Tomo Tagami: I believe a future where AI agents directly hold PNT, spend it, and participate in governance is very likely. Governance in particular is becoming too information dense for humans alone to keep up. Proposal evaluation and on-chain decision making will increasingly rely on automated analysis and assistance. Our roadmap includes the possibility of AI-driven governance, which means building interfaces where agents can hold PNT and participate in decision making. But again, the core requirement is safety. Agent participation needs permission design, accountability, and verifiability. Agents should operate within clearly defined and verifiable permission boundaries. They should operate within constrained models where humans can validate outcomes and where governance remains resilient to manipulation.
12. Looking ahead to 2027, if Pheasant succeeds completely, what disappears first: manual bridging, chain awareness, or even the Pheasant brand itself? In your ideal end state, what should users and agents no longer need to think about?
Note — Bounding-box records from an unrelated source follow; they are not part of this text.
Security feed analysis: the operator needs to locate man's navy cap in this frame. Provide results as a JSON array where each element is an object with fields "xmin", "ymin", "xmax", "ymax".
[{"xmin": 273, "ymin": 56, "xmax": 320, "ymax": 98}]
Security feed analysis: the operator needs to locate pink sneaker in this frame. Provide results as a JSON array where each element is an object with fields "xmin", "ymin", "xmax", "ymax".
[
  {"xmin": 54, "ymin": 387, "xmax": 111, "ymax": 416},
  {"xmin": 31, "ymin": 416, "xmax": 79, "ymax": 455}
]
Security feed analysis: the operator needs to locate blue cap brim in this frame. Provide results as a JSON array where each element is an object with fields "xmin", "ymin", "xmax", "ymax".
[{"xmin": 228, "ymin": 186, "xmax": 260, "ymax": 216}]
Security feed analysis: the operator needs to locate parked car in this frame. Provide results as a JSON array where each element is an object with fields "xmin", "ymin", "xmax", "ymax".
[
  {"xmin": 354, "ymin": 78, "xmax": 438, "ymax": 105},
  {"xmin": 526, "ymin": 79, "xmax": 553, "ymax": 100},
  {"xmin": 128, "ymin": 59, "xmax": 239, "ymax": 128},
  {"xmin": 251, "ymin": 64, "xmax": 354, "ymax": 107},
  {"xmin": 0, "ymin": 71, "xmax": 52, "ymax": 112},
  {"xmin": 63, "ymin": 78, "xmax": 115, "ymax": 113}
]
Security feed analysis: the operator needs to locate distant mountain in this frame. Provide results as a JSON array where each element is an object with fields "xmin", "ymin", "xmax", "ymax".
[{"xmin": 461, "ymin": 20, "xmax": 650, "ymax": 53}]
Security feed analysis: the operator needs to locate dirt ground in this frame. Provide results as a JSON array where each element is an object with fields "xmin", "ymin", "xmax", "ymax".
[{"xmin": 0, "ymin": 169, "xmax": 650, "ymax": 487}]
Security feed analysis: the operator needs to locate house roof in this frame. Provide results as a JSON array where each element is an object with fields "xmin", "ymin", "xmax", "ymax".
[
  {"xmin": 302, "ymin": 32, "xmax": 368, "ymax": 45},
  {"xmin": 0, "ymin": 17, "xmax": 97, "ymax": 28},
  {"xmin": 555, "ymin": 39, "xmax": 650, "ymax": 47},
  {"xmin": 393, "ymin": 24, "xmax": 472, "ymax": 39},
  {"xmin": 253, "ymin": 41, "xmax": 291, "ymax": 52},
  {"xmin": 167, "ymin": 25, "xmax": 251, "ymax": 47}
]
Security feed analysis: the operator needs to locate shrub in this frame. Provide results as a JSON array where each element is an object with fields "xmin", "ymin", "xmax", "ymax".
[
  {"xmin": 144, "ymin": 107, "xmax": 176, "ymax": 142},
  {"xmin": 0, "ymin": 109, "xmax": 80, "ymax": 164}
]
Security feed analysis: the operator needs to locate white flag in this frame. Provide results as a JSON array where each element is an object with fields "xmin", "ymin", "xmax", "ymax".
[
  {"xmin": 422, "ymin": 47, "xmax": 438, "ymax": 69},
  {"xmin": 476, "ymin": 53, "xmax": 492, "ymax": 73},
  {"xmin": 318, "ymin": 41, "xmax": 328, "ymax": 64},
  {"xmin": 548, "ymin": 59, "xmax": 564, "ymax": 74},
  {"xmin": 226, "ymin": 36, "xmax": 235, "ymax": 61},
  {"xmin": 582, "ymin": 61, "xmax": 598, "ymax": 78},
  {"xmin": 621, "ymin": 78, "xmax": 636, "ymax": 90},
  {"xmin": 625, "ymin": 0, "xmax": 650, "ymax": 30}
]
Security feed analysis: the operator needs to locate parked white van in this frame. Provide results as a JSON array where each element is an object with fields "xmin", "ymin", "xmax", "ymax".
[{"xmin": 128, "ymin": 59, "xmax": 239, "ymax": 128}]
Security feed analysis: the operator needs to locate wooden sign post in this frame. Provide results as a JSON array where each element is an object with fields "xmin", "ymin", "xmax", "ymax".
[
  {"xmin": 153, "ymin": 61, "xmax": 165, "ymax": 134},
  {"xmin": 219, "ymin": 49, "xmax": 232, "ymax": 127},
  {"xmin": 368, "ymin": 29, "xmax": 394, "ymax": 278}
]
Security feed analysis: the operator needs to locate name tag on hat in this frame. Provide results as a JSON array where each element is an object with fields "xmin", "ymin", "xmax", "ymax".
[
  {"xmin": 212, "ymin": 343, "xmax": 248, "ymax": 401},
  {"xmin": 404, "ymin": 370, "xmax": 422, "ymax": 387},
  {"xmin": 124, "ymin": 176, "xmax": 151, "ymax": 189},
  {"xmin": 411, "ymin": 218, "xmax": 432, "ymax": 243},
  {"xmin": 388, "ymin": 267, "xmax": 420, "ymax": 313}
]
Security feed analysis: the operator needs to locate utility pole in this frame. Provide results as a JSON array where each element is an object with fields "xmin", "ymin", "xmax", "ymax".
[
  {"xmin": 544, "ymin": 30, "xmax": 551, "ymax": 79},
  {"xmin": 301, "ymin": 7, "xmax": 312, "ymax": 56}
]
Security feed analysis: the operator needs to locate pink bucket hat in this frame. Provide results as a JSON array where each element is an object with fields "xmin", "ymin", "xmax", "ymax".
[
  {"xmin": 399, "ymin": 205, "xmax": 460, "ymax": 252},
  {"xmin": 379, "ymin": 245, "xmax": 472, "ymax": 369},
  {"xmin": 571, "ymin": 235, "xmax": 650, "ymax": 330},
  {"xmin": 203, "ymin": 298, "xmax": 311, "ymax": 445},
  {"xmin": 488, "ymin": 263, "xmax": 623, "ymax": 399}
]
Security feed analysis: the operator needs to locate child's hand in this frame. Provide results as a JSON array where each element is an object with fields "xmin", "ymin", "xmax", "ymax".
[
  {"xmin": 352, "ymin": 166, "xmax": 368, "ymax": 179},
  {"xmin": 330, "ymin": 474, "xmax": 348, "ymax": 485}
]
Tomo Tagami: If Pheasant succeeds completely by 2027, the first thing that should disappear is the fragmented manual workflow. The next thing that should fade is chain awareness. Users should not need to pick chains. They should only need to express objectives. Today, if someone holds USDC on Base and wants to capture an attractive ETH denominated yield opportunity on Arbitrum, they are forced through many steps. Bridge, swap, search for protocols, connect wallets, and deposit. In the ideal future, a user expresses an intent like using their assets within a defined risk range to target five to ten percent annual yield, and the execution layer completes the process end to end. In that world, Pheasant’s value goes beyond bridging. It becomes an interface for safely completing objectives, from intent to execution, across fragmented infrastructure. In the end state, both users and agents should no longer need to think about routes, steps, or chain-specific differences. They should focus on outcomes, while the system absorbs complexity and executes safely in the background.
Editor’s Note
This interview argues that DeFi will not reach mass adoption until execution complexity is absorbed by infrastructure rather than pushed onto users.